Hacker News new | ask | show | jobs
by saurik 3467 days ago
1) You are now assuming that "seeking to a position will produce the same output as decoding to a position"; even if the video is well-formed (and you don't end up with massive issues where the key frames just don't work correctly) you are likely going to end up with subtle discontinuities between every segment. 2) You are now going to have to be buffering a couple seconds worth of uncompressed video somewhere, probably not on the GPU, leading to a much higher I/O bandwidth requirement somewhere that isn't good at that, so this is only probably going to be sort of parallel (FWIW, I believe most people who try to do parallel video decoding are assuming that they can have different parts of the encoder concentrate on different sections of the screen, which sounds good until you see how non-local video decoding can be).
1 comments

> 1) You are now assuming that "seeking to a position will produce the same output as decoding to a position"; even if the video is well-formed (and you don't end up with massive issues where the key frames just don't work correctly) you are likely going to end up with subtle discontinuities between every segment.

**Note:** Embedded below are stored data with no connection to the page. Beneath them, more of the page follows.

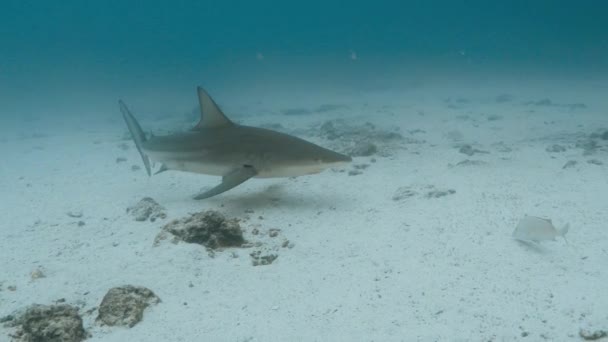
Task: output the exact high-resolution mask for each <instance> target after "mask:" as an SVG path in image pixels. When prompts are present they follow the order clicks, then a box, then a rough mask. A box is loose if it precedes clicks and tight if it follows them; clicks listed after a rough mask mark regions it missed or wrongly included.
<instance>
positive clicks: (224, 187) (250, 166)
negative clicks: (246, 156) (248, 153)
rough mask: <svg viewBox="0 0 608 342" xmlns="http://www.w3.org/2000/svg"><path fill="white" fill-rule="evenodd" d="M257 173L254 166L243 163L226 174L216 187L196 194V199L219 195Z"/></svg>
mask: <svg viewBox="0 0 608 342" xmlns="http://www.w3.org/2000/svg"><path fill="white" fill-rule="evenodd" d="M256 174H257V171H256V170H255V168H254V167H253V166H250V165H243V167H240V168H238V169H235V170H233V171H232V172H230V173H228V174H227V175H224V177H223V178H222V183H220V184H219V185H217V186H216V187H214V188H212V189H209V190H207V191H205V192H202V193H200V194H198V195H196V196H194V199H195V200H202V199H205V198H209V197H213V196H215V195H219V194H221V193H222V192H226V191H228V190H230V189H232V188H234V187H235V186H237V185H239V184H242V183H243V182H245V181H246V180H248V179H249V178H252V177H254V176H255V175H256Z"/></svg>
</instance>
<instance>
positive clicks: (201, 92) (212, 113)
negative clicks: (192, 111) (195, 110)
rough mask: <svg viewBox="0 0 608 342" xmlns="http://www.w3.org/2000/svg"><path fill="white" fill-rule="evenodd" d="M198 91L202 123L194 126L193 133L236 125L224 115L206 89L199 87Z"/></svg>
mask: <svg viewBox="0 0 608 342" xmlns="http://www.w3.org/2000/svg"><path fill="white" fill-rule="evenodd" d="M197 90H198V102H199V104H200V107H201V121H199V123H198V124H197V125H196V126H194V128H193V129H192V130H193V131H198V130H201V129H202V128H217V127H222V126H232V125H234V123H232V121H230V119H228V118H227V117H226V115H224V113H222V110H221V109H220V107H218V106H217V104H215V101H213V99H212V98H211V96H209V94H207V92H206V91H205V89H203V88H202V87H198V88H197Z"/></svg>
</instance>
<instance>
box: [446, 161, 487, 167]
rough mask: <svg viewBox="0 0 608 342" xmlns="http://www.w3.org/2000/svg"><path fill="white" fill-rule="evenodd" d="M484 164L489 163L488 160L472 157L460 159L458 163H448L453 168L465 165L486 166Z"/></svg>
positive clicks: (470, 165)
mask: <svg viewBox="0 0 608 342" xmlns="http://www.w3.org/2000/svg"><path fill="white" fill-rule="evenodd" d="M484 165H488V162H486V161H483V160H471V159H465V160H462V161H459V162H458V163H456V164H451V163H450V164H448V167H450V168H452V167H463V166H484Z"/></svg>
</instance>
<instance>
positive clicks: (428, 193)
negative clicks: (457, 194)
mask: <svg viewBox="0 0 608 342" xmlns="http://www.w3.org/2000/svg"><path fill="white" fill-rule="evenodd" d="M455 193H456V190H454V189H445V190H438V189H433V190H431V191H429V192H427V193H426V194H425V195H424V197H426V198H439V197H444V196H447V195H453V194H455Z"/></svg>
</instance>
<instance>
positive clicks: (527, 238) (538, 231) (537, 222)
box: [513, 216, 570, 242]
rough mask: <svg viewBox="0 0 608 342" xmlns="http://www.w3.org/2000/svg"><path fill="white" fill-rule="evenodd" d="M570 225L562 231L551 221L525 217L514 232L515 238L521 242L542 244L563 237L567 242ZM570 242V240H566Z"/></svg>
mask: <svg viewBox="0 0 608 342" xmlns="http://www.w3.org/2000/svg"><path fill="white" fill-rule="evenodd" d="M568 229H570V225H569V224H566V225H565V226H564V227H562V228H561V229H557V228H555V226H554V225H553V223H552V222H551V220H549V219H544V218H541V217H536V216H525V217H524V218H522V219H521V220H520V221H519V223H518V224H517V228H515V231H513V237H514V238H515V239H517V240H521V241H534V242H541V241H547V240H553V241H555V238H556V237H558V236H561V237H562V238H564V240H566V233H568ZM566 242H568V240H566Z"/></svg>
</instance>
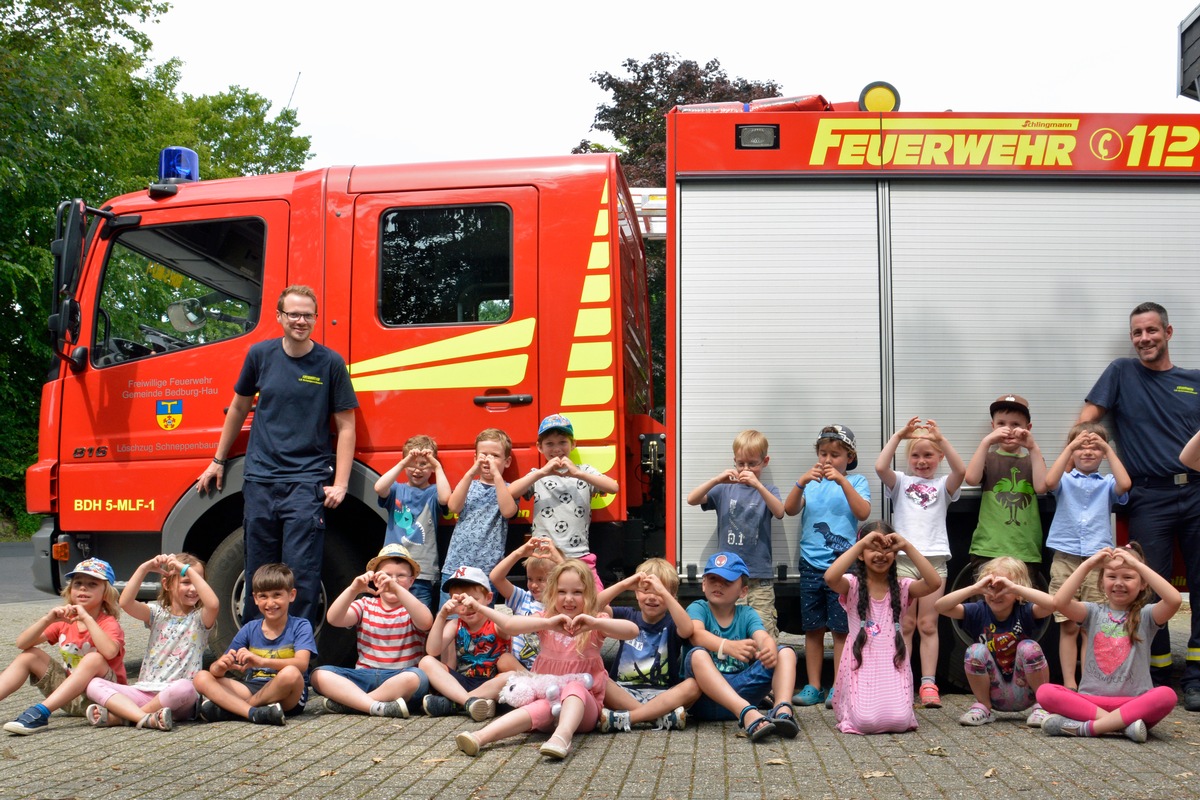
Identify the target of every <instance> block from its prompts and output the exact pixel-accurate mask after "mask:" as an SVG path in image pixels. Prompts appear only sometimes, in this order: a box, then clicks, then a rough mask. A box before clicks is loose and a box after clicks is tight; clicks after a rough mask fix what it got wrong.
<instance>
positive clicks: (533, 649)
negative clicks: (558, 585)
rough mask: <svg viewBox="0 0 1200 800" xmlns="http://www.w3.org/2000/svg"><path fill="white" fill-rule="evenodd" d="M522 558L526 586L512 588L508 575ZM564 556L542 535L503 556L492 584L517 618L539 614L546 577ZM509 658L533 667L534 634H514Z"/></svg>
mask: <svg viewBox="0 0 1200 800" xmlns="http://www.w3.org/2000/svg"><path fill="white" fill-rule="evenodd" d="M522 558H523V559H524V569H526V587H528V588H527V589H522V588H521V587H515V585H512V582H511V581H509V572H511V571H512V567H514V566H515V565H516V563H517V561H520V560H521V559H522ZM563 560H564V559H563V554H562V553H559V552H558V548H557V547H554V543H553V542H552V541H551V540H550V539H546V537H545V536H533V537H530V539H529V541H527V542H526V543H524V545H522V546H521V547H518V548H516V549H515V551H512V552H511V553H509V554H508V555H505V557H504V560H503V561H500V563H499V564H497V565H496V569H494V570H492V575H490V576H488V577H490V578H491V579H492V585H494V587H496V590H497V591H498V593H500V596H502V597H504V604H505V606H508V607H509V608H510V609H511V610H512V613H514V614H516V615H517V616H533V615H534V614H540V613H541V610H542V608H544V606H542V602H541V593H542V590H545V588H546V578H548V577H550V571H551V570H553V569H554V567H556V566H557V565H559V564H562V563H563ZM512 655H514V656H516V658H517V661H520V662H521V666H522V667H524V668H526V669H532V668H533V662H534V660H535V658H536V657H538V637H536V636H534V634H533V633H516V634H514V636H512Z"/></svg>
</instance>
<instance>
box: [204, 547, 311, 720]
mask: <svg viewBox="0 0 1200 800" xmlns="http://www.w3.org/2000/svg"><path fill="white" fill-rule="evenodd" d="M251 590H252V593H253V599H254V606H257V607H258V612H259V616H258V618H256V619H252V620H251V621H248V622H246V624H245V625H242V626H241V630H239V631H238V632H236V633H235V634H234V637H233V642H230V643H229V649H228V650H227V651H226V652H224V654H223V655H222V656H221V657H220V658H217V660H216V661H214V662H212V666H210V667H209V668H208V669H202V670H200V672H198V673H196V688H197V691H199V692H200V693H202V694H204V697H205V698H208V699H205V700H204V702H203V703H200V716H202V717H204V718H205V720H208V721H209V722H220V721H223V720H236V718H239V717H240V718H242V720H250V721H251V722H253V723H256V724H283V723H284V721H286V720H284V717H286V716H295V715H298V714H300V712H301V711H304V706H305V703H306V702H307V700H308V663H310V662H311V660H312V658H313V657H316V655H317V640H316V639H314V638H313V636H312V624H311V622H308V620H307V619H305V618H302V616H294V615H292V614H288V607H289V606H290V604H292V602H293V601H294V600H295V599H296V589H295V578H294V577H293V575H292V570H290V569H288V566H287V565H286V564H264V565H263V566H260V567H258V569H257V570H256V571H254V577H253V579H252V581H251ZM230 669H240V670H242V673H244V674H245V676H244V678H242V680H234V679H233V678H227V676H226V675H227V674H228V672H229V670H230Z"/></svg>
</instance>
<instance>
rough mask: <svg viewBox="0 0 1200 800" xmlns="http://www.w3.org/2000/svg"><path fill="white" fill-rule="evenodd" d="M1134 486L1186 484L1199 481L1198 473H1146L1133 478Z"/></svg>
mask: <svg viewBox="0 0 1200 800" xmlns="http://www.w3.org/2000/svg"><path fill="white" fill-rule="evenodd" d="M1133 483H1134V486H1142V487H1146V488H1152V489H1157V488H1164V487H1169V486H1187V485H1188V483H1200V473H1177V474H1175V475H1163V476H1158V475H1147V476H1145V477H1136V479H1134V482H1133Z"/></svg>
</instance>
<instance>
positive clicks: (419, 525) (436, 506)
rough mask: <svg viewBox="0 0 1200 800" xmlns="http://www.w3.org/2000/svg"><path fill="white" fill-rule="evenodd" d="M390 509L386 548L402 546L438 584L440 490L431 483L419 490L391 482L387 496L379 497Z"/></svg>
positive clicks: (385, 507) (385, 535)
mask: <svg viewBox="0 0 1200 800" xmlns="http://www.w3.org/2000/svg"><path fill="white" fill-rule="evenodd" d="M379 507H380V509H386V510H388V530H386V531H385V533H384V537H383V542H384V545H403V546H404V547H406V548H407V549H408V554H409V555H412V557H413V560H415V561H416V564H418V565H419V566H420V567H421V576H422V578H424V579H426V581H433V582H434V583H436V582H437V573H438V518H437V512H438V507H439V506H438V487H437V485H436V483H430V485H428V486H426V487H425V488H424V489H418V488H415V487H413V486H409V485H408V483H400V482H396V483H392V485H391V488H390V489H389V491H388V497H385V498H379Z"/></svg>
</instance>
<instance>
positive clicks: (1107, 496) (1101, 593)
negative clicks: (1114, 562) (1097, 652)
mask: <svg viewBox="0 0 1200 800" xmlns="http://www.w3.org/2000/svg"><path fill="white" fill-rule="evenodd" d="M1105 458H1108V459H1109V467H1110V468H1111V469H1112V474H1111V475H1100V462H1103V461H1104V459H1105ZM1069 468H1073V469H1070V471H1067V470H1068V469H1069ZM1130 488H1133V480H1130V477H1129V473H1127V471H1126V468H1124V464H1122V463H1121V459H1120V458H1117V455H1116V451H1114V450H1112V447H1111V446H1110V445H1109V434H1108V432H1106V431H1105V429H1104V426H1102V425H1098V423H1096V422H1080V423H1079V425H1076V426H1075V427H1073V428H1072V429H1070V433H1068V434H1067V447H1066V450H1063V451H1062V455H1061V456H1058V459H1057V461H1055V463H1054V464H1051V465H1050V471H1048V473H1046V491H1048V492H1050V493H1051V494H1054V495H1055V498H1057V500H1058V504H1057V506H1056V509H1055V513H1054V522H1051V523H1050V535H1049V536H1048V537H1046V547H1049V548H1051V549H1052V551H1054V561H1051V563H1050V594H1051V595H1052V594H1055V593H1057V591H1058V589H1060V587H1062V584H1063V583H1066V581H1067V578H1068V577H1069V576H1070V573H1072V572H1074V571H1075V570H1076V569H1079V565H1080V564H1082V563H1084V559H1085V558H1087V557H1088V555H1091V554H1092V553H1096V552H1097V551H1100V549H1103V548H1105V547H1112V530H1111V529H1110V527H1109V517H1110V515H1111V513H1112V505H1114V504H1117V505H1124V504H1126V503H1128V501H1129V489H1130ZM1075 600H1080V601H1084V602H1090V603H1097V602H1103V601H1104V595H1103V594H1102V593H1100V588H1099V576H1098V575H1097V573H1096V571H1094V570H1093V571H1092V572H1090V573H1088V575H1087V577H1086V578H1085V579H1084V584H1082V585H1081V587H1080V589H1079V594H1078V595H1076V596H1075ZM1055 619H1056V620H1057V621H1058V661H1060V663H1061V664H1062V682H1063V686H1066V687H1067V688H1072V690H1073V688H1075V687H1076V684H1075V667H1076V666H1078V663H1079V625H1076V624H1075V622H1073V621H1072V620H1069V619H1067V616H1066V615H1063V614H1060V613H1058V612H1055Z"/></svg>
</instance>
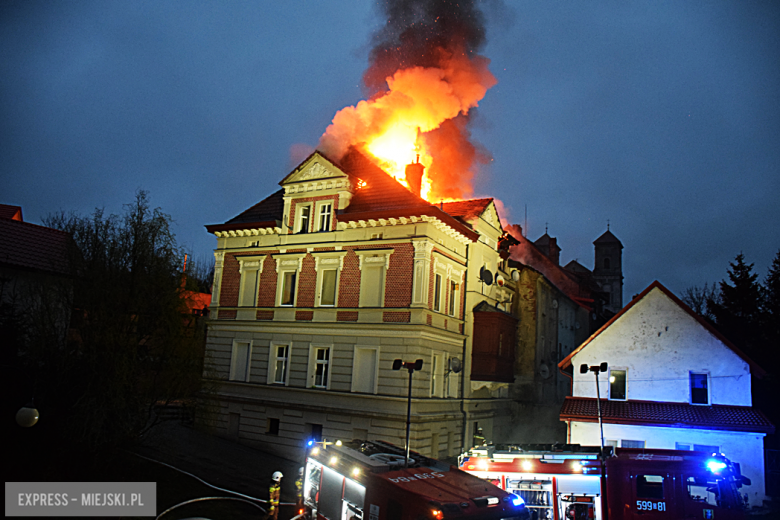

Wouldn't "the keyframes just don't work correctly" result in corrupted output anyway?

If we're worrying about already-broken situations then it is quite obvious that additional breakage may occur in related features.

I think the point is that video definitely is that broken and the only reason video does work is because everyone has work-arounds for everyone else's bugs. At least that's my experience with video. It's all a disaster.
Yes, this. Working with video is as though there were no such thing as a documented API or standards document, but instead, you find the longest-lived bugs in the popular toolchains and in the clients of your customers, and those bugs are the foundation of the interfaces you implement.
I believe[1] this isn't necessarily about broken files. There is a lot of variation allowed by the spec. One example that I've seen in the wild is extra-long (> 60 seconds) periods between I-frames. Seeking to an arbitrary point either requires searching backwards from the seek-point for an I-frame and storing a massive amount of RAM. As this usually isn't possible and would require decoding hundreds of frames, decoding may cheat and make do with as many P and B frames as it can handle.

[1] I haven't actually read most of the h.265 spec. It's possible these are technically invalid files.

a 1-minute span for I-frames would not be prohibitive for parallel processing that the quotes part was referring to, with a 60-minute video it would still give you 60 segments to process in parallel.
A single uncompressed frame of 1080p video occupies 28MB in RAM, so 1 minute of 24fps video will take up 40GB. If you want to be able to run 4 cores at once it's 3 times that. You won't be doing that any time soon on your laptop or smartphone.
Curious as to your math? My naive thinking is 1920 * 1080 * 8 (generous) bytes is around 16MB.
The maximum number of references frames, i.e. how much the Decoded Picture Buffer has to hold, is 16. So even if a GOP is 1 minute long you would have to hold at most 16 pictures in memory to have enough information to stream over that 1-minute segment.

So I still do not see how this would prohibit parallel processing.

Many of the listed points in TFA are not about broken-ness. A good chunk cover rarely-used features or less commonly used codecs for advanced applications.
As an example, there exist bitstreams where there aren't actually any keyframes, but instead the encoder guarantees that the decoder output converges to correct after decoding some number of frames. It's actually kinda how MDCT audio codecs work; it's just very rare in video.